Species of gastropod

Odostomia paupercula is a species of sea snail, a marine gastropod mollusc in the family Pyramidellidae, the pyrams and their allies.

==Description==
The bluish-white shell has a very elongate conic shape. Its length measures 3.3 mm. The two whorls of the protoconch are smooth, forming a depressed helicoid spire, whose axis is at right angles to that of the succeeding turns, in the first of which it is about half immersed.
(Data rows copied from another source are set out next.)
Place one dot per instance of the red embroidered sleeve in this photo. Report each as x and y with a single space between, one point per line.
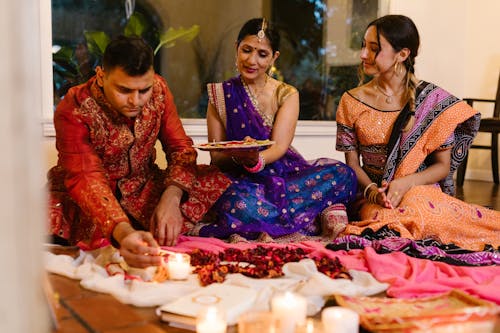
85 180
181 156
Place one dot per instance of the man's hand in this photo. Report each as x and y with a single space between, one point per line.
166 222
138 248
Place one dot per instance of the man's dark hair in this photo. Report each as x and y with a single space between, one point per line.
132 54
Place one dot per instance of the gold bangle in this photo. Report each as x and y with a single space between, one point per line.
367 187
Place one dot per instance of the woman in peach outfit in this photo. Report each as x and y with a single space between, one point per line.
411 136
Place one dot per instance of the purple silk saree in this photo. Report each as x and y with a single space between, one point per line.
288 195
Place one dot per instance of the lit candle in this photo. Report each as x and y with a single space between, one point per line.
290 309
211 320
179 266
337 319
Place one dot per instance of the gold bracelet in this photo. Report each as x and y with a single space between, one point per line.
367 187
372 196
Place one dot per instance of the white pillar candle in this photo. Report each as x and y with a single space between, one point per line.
179 266
337 319
290 309
211 320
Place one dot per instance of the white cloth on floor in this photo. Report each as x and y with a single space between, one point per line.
300 277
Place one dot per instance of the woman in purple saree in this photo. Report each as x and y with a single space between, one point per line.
274 191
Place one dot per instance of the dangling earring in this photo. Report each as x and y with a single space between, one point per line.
396 68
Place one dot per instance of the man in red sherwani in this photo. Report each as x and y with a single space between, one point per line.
106 185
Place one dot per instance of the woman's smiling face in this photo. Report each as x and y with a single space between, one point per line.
376 58
254 57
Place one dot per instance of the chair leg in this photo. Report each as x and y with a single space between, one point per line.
461 171
494 156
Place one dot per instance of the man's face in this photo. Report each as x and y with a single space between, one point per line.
126 94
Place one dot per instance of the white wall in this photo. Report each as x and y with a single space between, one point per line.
22 307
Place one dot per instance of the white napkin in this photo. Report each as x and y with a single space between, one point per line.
300 277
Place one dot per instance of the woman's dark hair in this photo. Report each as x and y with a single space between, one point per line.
253 26
400 32
132 54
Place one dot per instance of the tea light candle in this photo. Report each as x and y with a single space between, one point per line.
337 319
179 266
211 320
290 309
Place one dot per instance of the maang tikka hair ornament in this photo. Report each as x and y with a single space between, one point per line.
262 34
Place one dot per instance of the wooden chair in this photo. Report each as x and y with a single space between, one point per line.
487 125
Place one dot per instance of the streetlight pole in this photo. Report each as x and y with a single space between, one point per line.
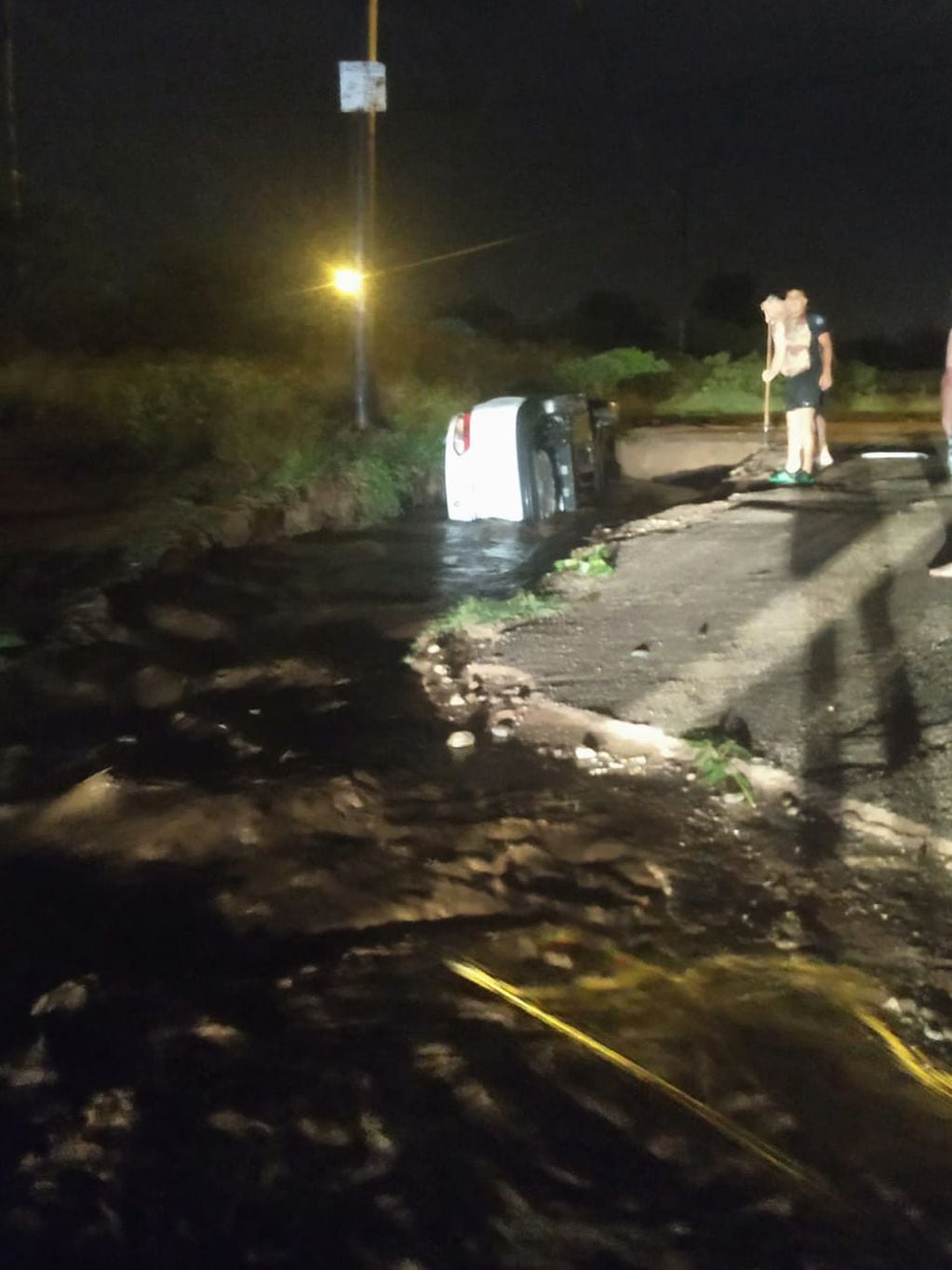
13 142
366 191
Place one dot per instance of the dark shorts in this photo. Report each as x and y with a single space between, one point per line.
802 391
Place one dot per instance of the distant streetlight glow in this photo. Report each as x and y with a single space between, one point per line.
348 282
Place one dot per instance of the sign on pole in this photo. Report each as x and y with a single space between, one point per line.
363 87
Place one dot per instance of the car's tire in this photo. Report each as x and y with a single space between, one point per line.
544 489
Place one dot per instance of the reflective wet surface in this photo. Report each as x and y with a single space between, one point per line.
235 871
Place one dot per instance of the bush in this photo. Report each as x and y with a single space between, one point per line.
604 373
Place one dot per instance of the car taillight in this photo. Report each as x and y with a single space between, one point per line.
461 433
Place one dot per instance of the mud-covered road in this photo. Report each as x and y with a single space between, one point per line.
237 857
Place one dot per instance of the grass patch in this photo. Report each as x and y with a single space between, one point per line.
715 763
590 561
475 614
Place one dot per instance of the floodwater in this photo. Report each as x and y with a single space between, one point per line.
230 1030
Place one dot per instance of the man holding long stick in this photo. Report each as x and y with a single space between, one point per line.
802 352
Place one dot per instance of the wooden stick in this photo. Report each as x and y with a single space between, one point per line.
767 385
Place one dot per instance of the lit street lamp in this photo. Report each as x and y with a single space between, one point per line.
348 282
363 93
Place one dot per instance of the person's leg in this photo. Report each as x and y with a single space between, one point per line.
794 446
823 453
802 426
947 412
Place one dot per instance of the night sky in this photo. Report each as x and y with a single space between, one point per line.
805 142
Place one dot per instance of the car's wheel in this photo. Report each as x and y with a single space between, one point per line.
544 485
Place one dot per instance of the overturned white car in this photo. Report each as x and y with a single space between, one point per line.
527 457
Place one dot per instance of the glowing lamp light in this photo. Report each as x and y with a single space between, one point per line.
348 282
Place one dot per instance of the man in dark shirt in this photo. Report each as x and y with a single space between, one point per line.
804 356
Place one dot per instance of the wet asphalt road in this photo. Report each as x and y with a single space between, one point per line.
229 1036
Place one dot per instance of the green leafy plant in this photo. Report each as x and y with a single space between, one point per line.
715 763
592 561
474 613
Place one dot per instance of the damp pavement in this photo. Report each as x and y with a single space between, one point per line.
237 857
805 621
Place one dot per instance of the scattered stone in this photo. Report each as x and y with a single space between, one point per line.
511 829
32 1071
324 1133
67 997
188 624
237 1126
109 1110
156 688
216 1033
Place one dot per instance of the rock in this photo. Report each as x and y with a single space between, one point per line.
154 687
87 798
511 829
90 621
237 1126
109 1110
32 1071
216 1033
69 997
188 623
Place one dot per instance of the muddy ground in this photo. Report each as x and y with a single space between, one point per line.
237 855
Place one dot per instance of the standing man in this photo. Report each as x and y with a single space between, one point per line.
802 352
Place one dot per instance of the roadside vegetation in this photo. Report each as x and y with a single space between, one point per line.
191 389
480 617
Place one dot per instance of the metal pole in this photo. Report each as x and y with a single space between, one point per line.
13 145
363 247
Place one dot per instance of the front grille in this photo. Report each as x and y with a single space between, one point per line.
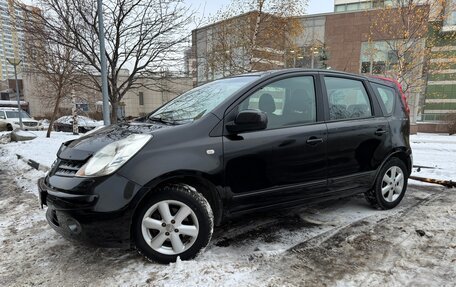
68 167
30 124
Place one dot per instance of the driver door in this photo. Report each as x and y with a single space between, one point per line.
286 162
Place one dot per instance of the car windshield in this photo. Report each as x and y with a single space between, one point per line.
199 101
15 115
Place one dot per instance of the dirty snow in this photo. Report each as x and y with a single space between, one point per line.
435 154
339 243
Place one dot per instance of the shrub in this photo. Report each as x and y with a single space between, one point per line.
451 123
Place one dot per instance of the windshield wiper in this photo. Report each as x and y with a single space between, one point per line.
162 120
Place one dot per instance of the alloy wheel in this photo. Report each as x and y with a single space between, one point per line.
170 227
392 183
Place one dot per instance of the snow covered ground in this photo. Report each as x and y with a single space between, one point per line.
340 243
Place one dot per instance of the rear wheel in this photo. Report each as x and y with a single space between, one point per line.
176 222
390 185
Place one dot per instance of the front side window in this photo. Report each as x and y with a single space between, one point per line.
199 101
386 96
347 99
286 102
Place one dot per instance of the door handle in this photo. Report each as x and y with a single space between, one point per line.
314 140
380 132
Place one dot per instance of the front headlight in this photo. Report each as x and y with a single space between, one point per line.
113 156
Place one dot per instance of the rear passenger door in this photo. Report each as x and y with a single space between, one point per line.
358 133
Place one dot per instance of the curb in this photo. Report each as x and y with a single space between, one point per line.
34 164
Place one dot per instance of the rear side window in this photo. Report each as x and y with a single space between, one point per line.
386 96
347 99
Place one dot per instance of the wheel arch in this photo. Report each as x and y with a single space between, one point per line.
400 153
196 180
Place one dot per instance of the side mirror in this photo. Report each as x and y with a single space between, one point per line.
248 120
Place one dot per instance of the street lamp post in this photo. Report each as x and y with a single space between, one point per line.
15 62
104 71
314 51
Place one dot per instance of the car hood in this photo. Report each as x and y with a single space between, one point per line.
83 147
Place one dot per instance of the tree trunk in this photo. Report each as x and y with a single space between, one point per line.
54 114
114 105
255 33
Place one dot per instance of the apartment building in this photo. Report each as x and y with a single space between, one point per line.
11 38
343 40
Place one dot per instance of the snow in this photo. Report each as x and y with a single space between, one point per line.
436 153
82 121
305 246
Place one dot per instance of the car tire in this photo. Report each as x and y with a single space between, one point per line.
390 185
159 224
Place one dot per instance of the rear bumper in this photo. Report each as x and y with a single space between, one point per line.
77 218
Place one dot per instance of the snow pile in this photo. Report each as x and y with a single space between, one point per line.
432 156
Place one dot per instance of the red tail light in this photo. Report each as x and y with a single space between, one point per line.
399 86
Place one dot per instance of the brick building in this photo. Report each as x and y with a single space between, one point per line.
343 41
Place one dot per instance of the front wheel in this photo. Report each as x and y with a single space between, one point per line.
176 222
390 185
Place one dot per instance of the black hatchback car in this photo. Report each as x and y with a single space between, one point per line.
258 141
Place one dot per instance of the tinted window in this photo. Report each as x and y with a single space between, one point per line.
286 102
386 96
347 98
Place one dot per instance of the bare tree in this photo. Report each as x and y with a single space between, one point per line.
50 64
253 35
141 36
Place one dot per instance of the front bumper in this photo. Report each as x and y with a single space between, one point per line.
92 217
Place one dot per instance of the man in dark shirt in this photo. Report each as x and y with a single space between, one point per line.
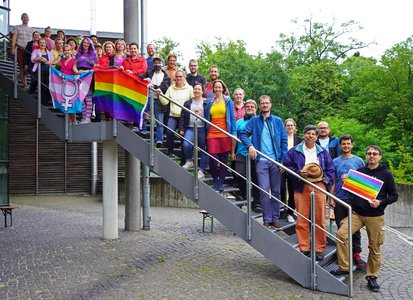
193 77
369 214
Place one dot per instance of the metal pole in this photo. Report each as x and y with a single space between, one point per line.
196 183
350 252
15 75
146 199
152 128
144 35
313 246
39 90
248 173
93 168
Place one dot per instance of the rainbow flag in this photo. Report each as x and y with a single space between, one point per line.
69 91
121 95
362 185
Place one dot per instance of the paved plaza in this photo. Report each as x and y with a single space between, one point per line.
55 250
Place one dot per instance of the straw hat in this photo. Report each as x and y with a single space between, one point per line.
315 173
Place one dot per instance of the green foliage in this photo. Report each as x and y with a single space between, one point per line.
311 79
166 46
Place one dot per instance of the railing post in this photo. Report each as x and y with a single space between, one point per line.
39 90
15 75
146 222
196 183
248 173
152 128
114 127
313 245
350 252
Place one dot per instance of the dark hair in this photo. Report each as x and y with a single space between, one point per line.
224 87
310 127
133 43
374 147
346 137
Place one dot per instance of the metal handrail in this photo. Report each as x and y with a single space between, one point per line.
280 165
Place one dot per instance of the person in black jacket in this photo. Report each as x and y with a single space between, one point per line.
369 214
186 129
28 65
160 81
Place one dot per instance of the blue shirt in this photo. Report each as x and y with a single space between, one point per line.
267 146
342 166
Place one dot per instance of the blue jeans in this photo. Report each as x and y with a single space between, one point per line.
188 148
269 178
159 115
170 135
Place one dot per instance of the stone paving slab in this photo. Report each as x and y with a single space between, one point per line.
55 250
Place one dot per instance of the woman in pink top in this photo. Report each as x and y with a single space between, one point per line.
66 61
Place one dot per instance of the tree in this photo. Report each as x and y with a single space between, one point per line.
166 46
320 41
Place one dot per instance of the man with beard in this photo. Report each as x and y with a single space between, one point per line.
342 164
193 77
239 154
328 141
268 136
213 75
371 215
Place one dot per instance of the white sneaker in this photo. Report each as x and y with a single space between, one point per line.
188 165
201 175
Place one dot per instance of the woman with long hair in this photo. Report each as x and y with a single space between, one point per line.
85 60
220 112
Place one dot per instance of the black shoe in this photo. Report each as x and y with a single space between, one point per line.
319 256
257 209
338 272
269 225
358 262
372 284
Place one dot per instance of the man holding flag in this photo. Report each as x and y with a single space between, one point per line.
369 214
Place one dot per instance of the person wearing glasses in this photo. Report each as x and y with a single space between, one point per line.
328 141
268 136
371 215
286 183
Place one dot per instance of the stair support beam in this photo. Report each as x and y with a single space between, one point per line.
110 189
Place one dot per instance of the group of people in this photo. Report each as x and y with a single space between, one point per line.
320 158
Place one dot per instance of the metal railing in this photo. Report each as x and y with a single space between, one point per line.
250 184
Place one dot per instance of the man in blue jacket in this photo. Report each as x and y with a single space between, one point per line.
268 136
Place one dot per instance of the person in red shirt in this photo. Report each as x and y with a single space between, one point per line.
135 64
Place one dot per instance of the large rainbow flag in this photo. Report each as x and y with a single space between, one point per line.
69 91
121 95
362 185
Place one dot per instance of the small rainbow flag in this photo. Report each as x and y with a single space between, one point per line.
362 185
120 94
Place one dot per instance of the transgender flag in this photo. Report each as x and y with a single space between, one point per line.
69 91
362 185
120 94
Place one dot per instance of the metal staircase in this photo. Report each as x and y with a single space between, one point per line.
280 246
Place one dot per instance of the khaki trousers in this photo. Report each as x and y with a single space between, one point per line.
303 206
375 233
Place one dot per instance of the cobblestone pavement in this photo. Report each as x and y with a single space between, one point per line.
55 250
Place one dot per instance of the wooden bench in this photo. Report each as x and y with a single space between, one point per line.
207 216
7 210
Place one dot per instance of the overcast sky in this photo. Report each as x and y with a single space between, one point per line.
257 22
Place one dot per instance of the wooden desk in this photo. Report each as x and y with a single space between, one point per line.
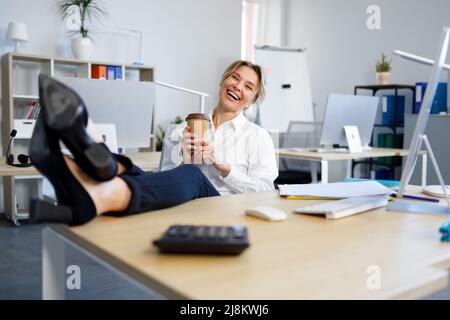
303 257
148 161
324 157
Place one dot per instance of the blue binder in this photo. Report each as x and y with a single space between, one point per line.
439 101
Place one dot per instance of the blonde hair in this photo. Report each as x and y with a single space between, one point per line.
261 90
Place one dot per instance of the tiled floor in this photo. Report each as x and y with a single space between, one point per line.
21 270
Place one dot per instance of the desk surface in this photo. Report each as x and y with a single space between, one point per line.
148 161
303 257
319 156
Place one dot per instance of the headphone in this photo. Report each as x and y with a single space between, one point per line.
23 159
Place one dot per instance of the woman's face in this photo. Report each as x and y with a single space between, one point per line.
239 89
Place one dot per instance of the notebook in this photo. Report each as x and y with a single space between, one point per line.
336 190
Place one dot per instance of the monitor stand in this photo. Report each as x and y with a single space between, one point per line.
417 207
330 149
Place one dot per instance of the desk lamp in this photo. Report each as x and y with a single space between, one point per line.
17 32
202 95
419 137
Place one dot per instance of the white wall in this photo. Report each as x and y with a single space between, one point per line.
342 51
189 42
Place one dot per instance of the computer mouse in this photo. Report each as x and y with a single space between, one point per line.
267 213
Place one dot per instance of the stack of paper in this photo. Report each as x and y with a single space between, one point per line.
335 190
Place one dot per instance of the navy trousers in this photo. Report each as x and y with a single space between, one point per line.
153 191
The eight whorls of the teleoconch are moderately rounded, slightly shouldered at the summit, somewhat contracted at the sutures. They are marked by four strong spiral cords and axial ribs, which are a little less strong than the cords; 18 of the ribs occur upon the first, 16 upon the second to fifth, 20 upon the sixth, and 34 upon the penultimate turn. The junctions of the ribs and spiral cords form moderately strong tubercles, while the spaces enclosed between them appear as almost circular, well-impressed pits. The periphery of the body whorl is marked by a spiral keel a little less strong than those between the sutures. The base of the shell is well rounded, somewhat attenuated anteriorly. It is marked by five almost equal and equally spaced spiral cords and two very slender lirations, the latter near the columella. The deep grooves between the spiral cords are marked by numerous slender axial lirations. The sutures are subchanneled. The aperture is irregular, somewhat channeled anteriorly. The posterior angle is obtuse. The outer lip is thin, rendered sinuous by the spiral cords. The columella is slender, sigmoid, reinforced by the base, and provided with a strong, deep-seated fold at its insertion. The parietal wall is covered with a faint callus.

==Distribution==
This species occurs in the Pacific Ocean off the Bay of Panama.